Among politicians in the United States, fear pedaling war monger, Senator Lindsay Graham of South Carolina, wasted no time racing to the microphone to cast the incident as proof of a “religious war.” Senator Graham, who has recently been sounding the panic horn about how the U.S. must send troops to Iraq and Syria to fight to keep ISIS from “coming back home and killing us all,” had this to say on Wednesday after the attack in Paris:
“We’re in a religious war. These are not terrorists. They’re radical Islamists who are trying to replace our way of life with their way of life.

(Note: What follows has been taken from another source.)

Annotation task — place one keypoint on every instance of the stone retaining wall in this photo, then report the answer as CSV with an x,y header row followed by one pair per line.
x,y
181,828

Their way of life is motivated by religious teachings that require me and you to be killed, or enslaved, or converted.”
Mr. Graham’s motivations to portray this and other conflicts in the Middle East as religious wars, with our freedom and safety in the U.S. threatened by a barbaric form of religion unmotivated by actual U.S. foreign policy, is just a continuation of overall U.S. government efforts to rally the tribe to continue to fight an endless “war on terror,” and keep us afraid enough to continue to allow the U.S. government to erode our freedom and civil liberties in the name of, ironically, “protecting freedom.”

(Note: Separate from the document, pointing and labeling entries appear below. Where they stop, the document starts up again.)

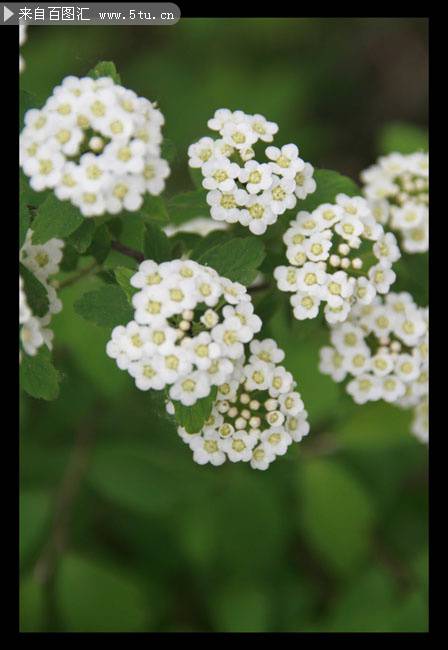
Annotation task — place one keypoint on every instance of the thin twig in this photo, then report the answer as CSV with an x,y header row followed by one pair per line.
x,y
45,567
130,252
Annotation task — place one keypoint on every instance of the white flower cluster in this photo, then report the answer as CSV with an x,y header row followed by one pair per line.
x,y
398,189
190,326
43,261
96,144
257,413
383,349
241,189
22,40
198,226
321,249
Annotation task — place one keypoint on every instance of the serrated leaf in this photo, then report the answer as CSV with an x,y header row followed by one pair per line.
x,y
123,277
24,222
209,241
154,209
36,293
183,243
107,306
336,514
156,245
328,185
237,259
55,219
188,205
193,417
402,138
82,237
38,376
105,69
100,246
71,258
95,597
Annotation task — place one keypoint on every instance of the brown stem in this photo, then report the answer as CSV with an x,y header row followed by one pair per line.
x,y
130,252
46,564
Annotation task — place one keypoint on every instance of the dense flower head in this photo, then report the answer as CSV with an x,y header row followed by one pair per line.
x,y
198,226
240,189
339,255
43,261
96,144
189,329
256,416
382,349
397,188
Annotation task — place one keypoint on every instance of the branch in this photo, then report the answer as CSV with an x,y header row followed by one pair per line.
x,y
45,567
130,252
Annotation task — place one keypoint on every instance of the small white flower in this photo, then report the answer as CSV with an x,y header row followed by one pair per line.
x,y
305,305
286,161
305,183
331,363
189,389
207,449
382,277
220,174
256,177
257,214
365,388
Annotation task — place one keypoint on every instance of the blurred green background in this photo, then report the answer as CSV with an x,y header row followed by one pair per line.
x,y
120,530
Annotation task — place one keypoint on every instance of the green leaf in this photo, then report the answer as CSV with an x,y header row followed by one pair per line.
x,y
156,245
107,306
209,241
55,219
105,69
328,185
82,237
71,258
123,277
237,259
197,177
100,246
24,222
183,243
188,205
95,597
28,196
35,507
36,293
193,417
402,138
154,209
38,377
336,515
131,477
240,608
31,597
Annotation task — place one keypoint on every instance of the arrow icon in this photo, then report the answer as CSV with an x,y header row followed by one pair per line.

Even as Edward Snowden lives in exile in Russia to avoid being thrown in jail forever by the U.S. government, for revealing the truth about Washington’s unconstitutional, Orwellian, massive surveillance program being conducted by the N.S.A, former C.I.A. director Michael Hayden went on NBC’s the “Today” show and characterized the Paris attack as “the high end of the new genre of attacks” composed of “increased sophistication.” This is following the very popular propaganda flowing from Washington that describes ISIS as “something like nothing we have ever seen before” and as a terrorist group so radical and violent that “even Al Qaeda rejected them.”
If by sophisticated, Mr. Hayden means using guns to go on a shooting rampage to kill a bunch of innocent people, then it would appear that America has been full of sophisticated home grown terrorists for years. Mass shootings and murders of innocent civilians are a regular event in the U.S., with the “soft targets” often being school children. Despite the regularly occurring massacres at the hands of heavily armed gunmen, and despite polls showing that around 90 percent of Americans support a simple law requiring background checks for all gun purchases – Congress has failed to act. But when a crazed gunman is a Muslim in another country, we are warned of the “sophistication” of terrorist who threaten our way of life.
So, still no universal background checks to see if a criminal is attempting to purchase an AK-47 at a gunshow, but your emails, phone calls, texts, and other private information are still being collected by the federal government without search warrants to allegedly protect our “freedom” from the sophisticated threat of Muslim terrorists with guns. This is worth remembering in the days to come in which other war mongers in Congress will take to the airwaves to exploit the tragedy in Paris to call for more blood, treasure and sacrifice to fight the never ending war on terrorism, and conversation about our own government’s illegal eavesdropping on our free speech, is quietly overlooked.